Chicago Tribune - April 8, 2005
No, you wouldn't expect HIV/AIDS to be the inspiration for a beauty pageant.
What's to celebrate about being infected with a deadly disease? Life expectancy in Botswana has dropped to 39 years from about 70 years, largely because of the epidemic. In this country of 1.6 million people, 40 percent of the adults are HIV-infected, among the highest infection rates in a world where AIDS continues to rage--particularly in its most impoverished regions.
Botswana officials say the stigma associated with being HIV-positive keeps many people from getting tested or seeking treatment. The pageant tries to cut through such fears. And Botswana might be on to something. For all its problems, Botswana has one of the most extensive and successful AIDS treatment programs in Africa. This is, in short, a place that offers lessons--some encouraging, some sobering--for the Third World.

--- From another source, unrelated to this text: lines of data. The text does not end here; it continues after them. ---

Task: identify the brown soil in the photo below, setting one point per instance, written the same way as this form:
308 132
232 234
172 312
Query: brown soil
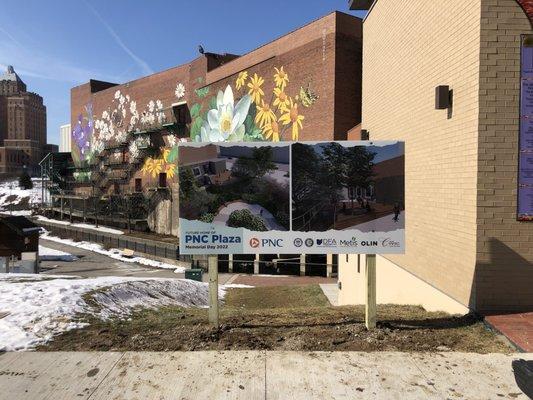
284 318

In 2002, Botswana launched the first program in Africa to offer free universal treatment with anti-retroviral drugs, ARVs, until then a luxury reserved for developed countries. As of December, approximately 38,000 Batswana, or 40 percent of those who needed it, were receiving ARV therapy. The treatment will keep scores of HIV-infected people alive and reduce viral loads so those afflicted are far less contagious.

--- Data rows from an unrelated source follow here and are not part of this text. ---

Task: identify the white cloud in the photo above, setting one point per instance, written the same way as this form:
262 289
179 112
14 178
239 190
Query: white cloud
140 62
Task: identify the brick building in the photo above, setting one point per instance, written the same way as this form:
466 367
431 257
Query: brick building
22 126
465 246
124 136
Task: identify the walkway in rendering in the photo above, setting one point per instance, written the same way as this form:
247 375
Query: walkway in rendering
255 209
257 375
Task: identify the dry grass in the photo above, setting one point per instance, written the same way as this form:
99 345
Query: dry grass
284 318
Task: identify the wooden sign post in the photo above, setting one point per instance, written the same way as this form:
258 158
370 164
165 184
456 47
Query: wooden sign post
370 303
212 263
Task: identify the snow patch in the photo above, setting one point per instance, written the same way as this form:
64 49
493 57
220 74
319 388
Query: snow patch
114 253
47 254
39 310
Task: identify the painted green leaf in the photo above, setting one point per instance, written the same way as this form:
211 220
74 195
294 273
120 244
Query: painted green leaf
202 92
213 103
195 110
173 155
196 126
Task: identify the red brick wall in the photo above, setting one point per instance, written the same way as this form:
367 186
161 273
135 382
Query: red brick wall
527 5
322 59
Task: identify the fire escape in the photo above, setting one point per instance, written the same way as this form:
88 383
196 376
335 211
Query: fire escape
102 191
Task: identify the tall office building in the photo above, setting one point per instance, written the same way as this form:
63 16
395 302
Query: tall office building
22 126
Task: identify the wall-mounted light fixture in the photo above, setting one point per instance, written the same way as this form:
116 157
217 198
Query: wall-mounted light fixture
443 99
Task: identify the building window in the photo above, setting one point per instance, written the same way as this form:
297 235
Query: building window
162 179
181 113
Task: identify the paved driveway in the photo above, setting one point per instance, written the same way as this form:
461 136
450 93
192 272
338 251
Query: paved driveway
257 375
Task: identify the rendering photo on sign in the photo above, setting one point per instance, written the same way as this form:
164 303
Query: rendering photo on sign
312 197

The question is whether a nation such as Botswana will be able to bear the burden of its own success.
Since ARVs became widely available in the U.S. during the early 1990s, the annual death rate from AIDS here has dropped by two-thirds, to 17,000 in 2002 from 51,000 in 1995, according to the Kaiser Family Foundation. New annual infections peaked in 1993 at approximately 80,000, before plummeting.
However, the yearly number of new infections in the U.S. remains at 40,000. One factor appears to be that reduced fear of AIDS as a certain death warrant has prompted more of the high-risk sexual behaviors that contributed to the epidemic in the first place. A similar trend may echo in Botswana and other poor lands.
As more people survive, the number of those requiring expensive, lifetime treatment rises exponentially. The number of people in the U.S. living with AIDS doubled to 405,926 between 1994 and 2003. In 2000, the federal Centers for Disease Control and Prevention estimated nearly 1 million Americans were HIV-positive or had full-blown AIDS.
To maintain survivors on costly medication, Botswana and other African nations beginning to offer ARVs will require billions of dollars in aid for the foreseeable future. Drugmaker Merck & Co. and the Bill and Melinda Gates Foundation have pledged $50 million each to Botswana. It has received $9 million, too, from the multinational Global Fund to Fight AIDS, Malaria and Tuberculosis.
In 2003, President Bush committed $15 billion over five years for a worldwide campaign to fight AIDS, mostly in African countries. That has made the U.S. by far the largest contributor to the international fight against AIDS and also to the multinational Global Fund. For 2006, the administration has requested a total of $3.2 billion for the entire AIDS effort. However, total pledges by all countries to the Global Fund are down to $673 million for 2006, from a high of $1.5 billion in 2004. The U.S., which pegged its contribution in part to what other nations would ante up, also has reduced its 2006 contribution to the fund. The general drying up of contributions to the Global Fund threatens its effectiveness and even survival.
At the same time, Bush's own plan to fight AIDS provided $35 million to Botswana in 2005 for a variety of purposes--prevention, testing and ARV therapies, among others--and the U.S. will match that amount for 2006.
Treatment for infected patients is an expensive proposition in the U.S. But in Botswana? Purchasing enough ARVs to help those in need there--and survivors in other African nations that are beginning to offer ARV therapies--will require billions of dollars for the foreseeable future.
Improved medical treatment of HIV/AIDS is a critical breakthrough. But prevention of the disease remains the key to success--in Africa, in the U.S. and everywhere else.
Botswana presents hope that the despair AIDS has brought to Africa can be relieved. And it presents stark signs of the challenges ahead.